配偶者の有無に応じて以下の5群に分類しました。
・独身
・家族と同居している夫婦
・夫婦のみで生活、未亡人
・離婚
不眠症関連症状は、「私は眠れなかった」との回答から収集しています。
結果です。
・不眠関連症状の有症率は、男性で2.5%、女性で2.8%であった。
・多変量OR(95%CI)は以下のとおりであった。
●独身男性:1.15(0.89~1.49)
●離婚した男性:1.69(1.11~1.49)
●夫婦のみで生活している男性:1.01(0.73~2.58)
●独身女性:1.56(1.20~2.03)
●離婚した女性:2.43(1.83~3.22)
●夫婦のみで生活している女性:1.31(1.01~1.71)
夫婦以外の家族と同居している夫婦に対して、どれだけ不眠関連症状の有症率が高いか、という風に読みます。
失業中の男性ではより顕著な結果だったとのことです。
社会経済的要因(socio-economic factors)と健康との関連はすでにかなり語られています。
ちょっと話はそれますが、以前はsocialeconomic status(SES)という表現が多かった気がします。
SESが高いほうが健康状態が良いと報告されています。
教育機関が長いと~とか、年収と学歴が高いと~、とか語られていましたがstatusというのが差別的だって流れがあるのでしょうか。

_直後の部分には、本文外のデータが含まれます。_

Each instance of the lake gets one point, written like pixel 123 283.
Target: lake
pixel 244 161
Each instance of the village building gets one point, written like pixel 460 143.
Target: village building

「主観的社会的地位と健康」研究の動向と課題:階層意識研究の視点からのレビュー
http://www.ipc.tohoku-gakuin.ac.jp/ghi/kenkyujyo/kiyou/ronbun/no21/no21_kanbayashi.pdf
こちらの導入部分を読むと、2000年代のこの分野の研究の流れが分かりやすいです。
最近は、人との繋がりが多い人が健康って話もよく目にします。
出版バイアスもあるのかもしれませんが、人間関係が良好だと健康にも良いとみられています。
婚姻状態に限らず、職場以外で友人を持ったり、良い人間関係を持てると健康に良いのかもしれません。
健康云々はおいておいて、良い人間関係は幸せに繋がりそうですね。